Reviews

Circa: The Return – (Barbican Centre)

Circa bring their new contemporary circus show to the Barbican

All it takes is a wall: burnished steel, bolted together at the back of the stage. It's instantly recognisable: a perimeter fence or a border barrier. The one keeps people in, the other keeps them out. It's the West Bank. It's Berlin. It's Mexico, Hungary, Calais, Turkey – any one of the 65 five standing in the world today, keeping people apart, curtailing their freedom.

Just by its presence onstage, the wall transforms Circa's performers. Stood in front of it, the six men and women dressed in grey become the world's dispossessed, its migrants and refugees. They stare out at us blankly, both pleading and accusatory, and their bodies start to twist. Hips swivel. Spines skew. Joints rotate in their sockets. These human figures slowly contort and mutate, until bit by bit, they lose their shape. Some grow freakish, some deform. Others combine into zygotes. One by one, they become almost inhuman – at least, director Yaron Lifschitz dares us to see them as such. It's a small step from a refugee crisis to a final solution, he warns; a slippery, slippery slope.

The Return takes its start from Claudio Monteverdi's opera Il Ritorno d'Ulisse in Patria, sung from the side of the stage by Robert Murray and Kate Howden – sometimes straight, sometimes shuffled, and sometimes roughed up as electronica in Quincy Jones's arrangements. Framed as a piece about distance, separation and home – Ulysses miles from his native Ithaca, his wife Penelope waiting for him – Lifschtiz picks up Monteverdi's themes and transposes them onto images of migration.

The Return is circus filled up with pain: bodies pushed to their breaking points, straining at the edge of imbalance.

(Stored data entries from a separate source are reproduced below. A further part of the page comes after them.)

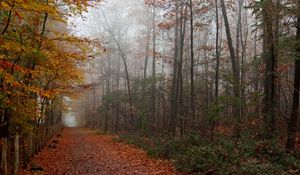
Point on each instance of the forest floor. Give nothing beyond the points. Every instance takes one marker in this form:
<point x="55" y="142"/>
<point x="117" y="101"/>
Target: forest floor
<point x="79" y="151"/>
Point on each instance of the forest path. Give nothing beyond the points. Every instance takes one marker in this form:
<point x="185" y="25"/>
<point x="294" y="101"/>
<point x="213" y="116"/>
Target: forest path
<point x="82" y="151"/>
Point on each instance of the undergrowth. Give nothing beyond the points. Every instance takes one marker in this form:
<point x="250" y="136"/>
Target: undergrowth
<point x="221" y="156"/>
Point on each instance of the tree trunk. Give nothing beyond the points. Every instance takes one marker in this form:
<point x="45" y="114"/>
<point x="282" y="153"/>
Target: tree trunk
<point x="269" y="56"/>
<point x="17" y="154"/>
<point x="292" y="123"/>
<point x="4" y="170"/>
<point x="235" y="71"/>
<point x="153" y="68"/>
<point x="192" y="61"/>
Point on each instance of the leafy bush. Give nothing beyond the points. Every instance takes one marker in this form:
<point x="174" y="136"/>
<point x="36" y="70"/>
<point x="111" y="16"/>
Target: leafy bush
<point x="223" y="156"/>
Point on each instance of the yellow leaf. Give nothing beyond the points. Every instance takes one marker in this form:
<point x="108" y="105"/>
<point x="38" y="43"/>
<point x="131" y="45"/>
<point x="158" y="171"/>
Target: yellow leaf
<point x="4" y="5"/>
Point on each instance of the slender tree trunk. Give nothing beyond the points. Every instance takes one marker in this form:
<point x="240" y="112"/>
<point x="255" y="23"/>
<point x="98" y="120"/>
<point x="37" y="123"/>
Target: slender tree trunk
<point x="292" y="123"/>
<point x="269" y="56"/>
<point x="235" y="71"/>
<point x="4" y="169"/>
<point x="17" y="154"/>
<point x="217" y="61"/>
<point x="174" y="92"/>
<point x="153" y="68"/>
<point x="192" y="62"/>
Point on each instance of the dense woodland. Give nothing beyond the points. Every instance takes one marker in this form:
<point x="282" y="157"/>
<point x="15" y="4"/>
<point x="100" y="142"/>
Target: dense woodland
<point x="211" y="84"/>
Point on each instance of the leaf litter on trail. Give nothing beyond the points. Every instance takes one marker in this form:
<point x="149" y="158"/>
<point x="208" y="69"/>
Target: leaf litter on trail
<point x="82" y="152"/>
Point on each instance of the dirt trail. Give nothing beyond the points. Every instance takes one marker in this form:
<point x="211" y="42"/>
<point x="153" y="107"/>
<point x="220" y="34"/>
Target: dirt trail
<point x="83" y="152"/>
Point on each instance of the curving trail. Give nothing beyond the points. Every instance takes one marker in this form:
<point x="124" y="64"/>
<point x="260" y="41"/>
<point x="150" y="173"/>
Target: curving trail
<point x="83" y="152"/>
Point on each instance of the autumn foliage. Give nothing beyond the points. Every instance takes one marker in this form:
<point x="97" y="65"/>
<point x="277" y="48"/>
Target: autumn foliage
<point x="39" y="64"/>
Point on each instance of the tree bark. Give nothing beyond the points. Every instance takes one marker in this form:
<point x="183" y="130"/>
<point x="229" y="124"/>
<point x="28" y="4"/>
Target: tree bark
<point x="292" y="123"/>
<point x="235" y="71"/>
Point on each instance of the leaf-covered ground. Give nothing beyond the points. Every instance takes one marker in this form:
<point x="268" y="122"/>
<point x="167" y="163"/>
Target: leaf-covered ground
<point x="84" y="152"/>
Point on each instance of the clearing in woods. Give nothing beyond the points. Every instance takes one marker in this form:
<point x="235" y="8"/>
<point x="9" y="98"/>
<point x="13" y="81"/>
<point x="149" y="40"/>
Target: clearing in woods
<point x="81" y="151"/>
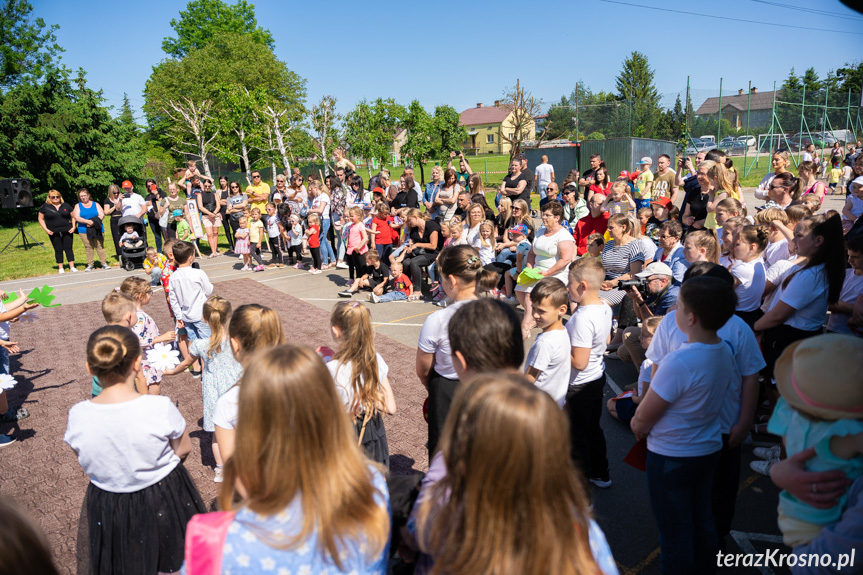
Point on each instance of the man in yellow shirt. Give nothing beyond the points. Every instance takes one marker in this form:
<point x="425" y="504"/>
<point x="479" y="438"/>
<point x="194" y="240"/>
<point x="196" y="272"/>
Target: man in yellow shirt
<point x="258" y="193"/>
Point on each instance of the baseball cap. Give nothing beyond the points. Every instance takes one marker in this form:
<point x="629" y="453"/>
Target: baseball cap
<point x="655" y="268"/>
<point x="518" y="229"/>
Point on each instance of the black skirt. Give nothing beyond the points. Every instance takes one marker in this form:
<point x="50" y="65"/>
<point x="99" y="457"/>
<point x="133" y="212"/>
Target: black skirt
<point x="143" y="532"/>
<point x="374" y="441"/>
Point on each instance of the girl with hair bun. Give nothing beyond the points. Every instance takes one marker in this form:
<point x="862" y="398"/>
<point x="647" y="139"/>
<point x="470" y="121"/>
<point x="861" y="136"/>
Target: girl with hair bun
<point x="140" y="496"/>
<point x="460" y="270"/>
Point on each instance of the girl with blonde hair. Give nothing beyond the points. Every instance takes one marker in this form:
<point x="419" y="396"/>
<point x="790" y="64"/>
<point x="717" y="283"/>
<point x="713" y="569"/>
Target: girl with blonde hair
<point x="360" y="375"/>
<point x="220" y="369"/>
<point x="252" y="327"/>
<point x="309" y="501"/>
<point x="506" y="432"/>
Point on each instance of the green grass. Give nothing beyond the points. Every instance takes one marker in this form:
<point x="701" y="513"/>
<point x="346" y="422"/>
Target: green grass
<point x="18" y="263"/>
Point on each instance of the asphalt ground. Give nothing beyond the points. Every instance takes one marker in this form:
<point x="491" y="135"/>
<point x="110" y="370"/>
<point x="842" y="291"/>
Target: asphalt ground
<point x="623" y="510"/>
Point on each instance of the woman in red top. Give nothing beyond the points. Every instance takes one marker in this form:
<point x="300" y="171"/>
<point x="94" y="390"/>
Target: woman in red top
<point x="601" y="184"/>
<point x="382" y="233"/>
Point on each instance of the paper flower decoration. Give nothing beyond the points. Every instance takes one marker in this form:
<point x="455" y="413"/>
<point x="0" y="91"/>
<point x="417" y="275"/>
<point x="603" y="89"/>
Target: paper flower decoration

A woman folds herself up like origami, tucking toes beneath her chin, bending her back into an arch. A man launches into a backflip then lands like a bellyflop; his chest scudding into the floor so hard that you'd swear ribs must have cracked. You see ankles sprain and shoulders strain; people walking, full-weight, on the tops of their feet. Bridie Hooper hangs disjointedly from aerial straps, then snaps taut like a gallows drop. Nicole Faubert holds herself up on a clump of steel poles, one slip from a goring. You realise, time and again, that you're holding your breath.

It's about strength too, though: the will too keep moving, to keep holding one another up. Pairs cross the stage via slow-motion acrobatics: each hauling the other the next step of the way. They bear one another's weight for as long as they can stand; women lifting men as often as not.

The Return's a hard watch though – and not just because it's so wince-inducing. Lifschitz keeps things Spartan and austere; grinding feats of endurance over grand, flighty spectacles. You sometimes have to squint to see the level of difficulty involved. Standard hand-to-hand routines are performed without eye contact, a mark of distance and dislocation between partners that makes an intimate act seem parched and sexless. Individually, routines hit their targets, but together they're repetitive and relentless, and, as fitting as that is, it can feel uncompromising. The stakes aren't always kept up and the images aren't all so expressive.

What Lifschitz never finds is a real, felt connection to the music. It sits like a soundtrack on top of the action, and it's staged as such too, tacked on at the side, in another register altogether. It's enough to intrude on the overall atmosphere, to pull focus from the physical pain – but then maybe that's the point. Does art – and grand art like opera in particular – distract us from the realities of the world? Might it be a barrier in its own way?

The Return runs at the Barbican Centre until 31 January.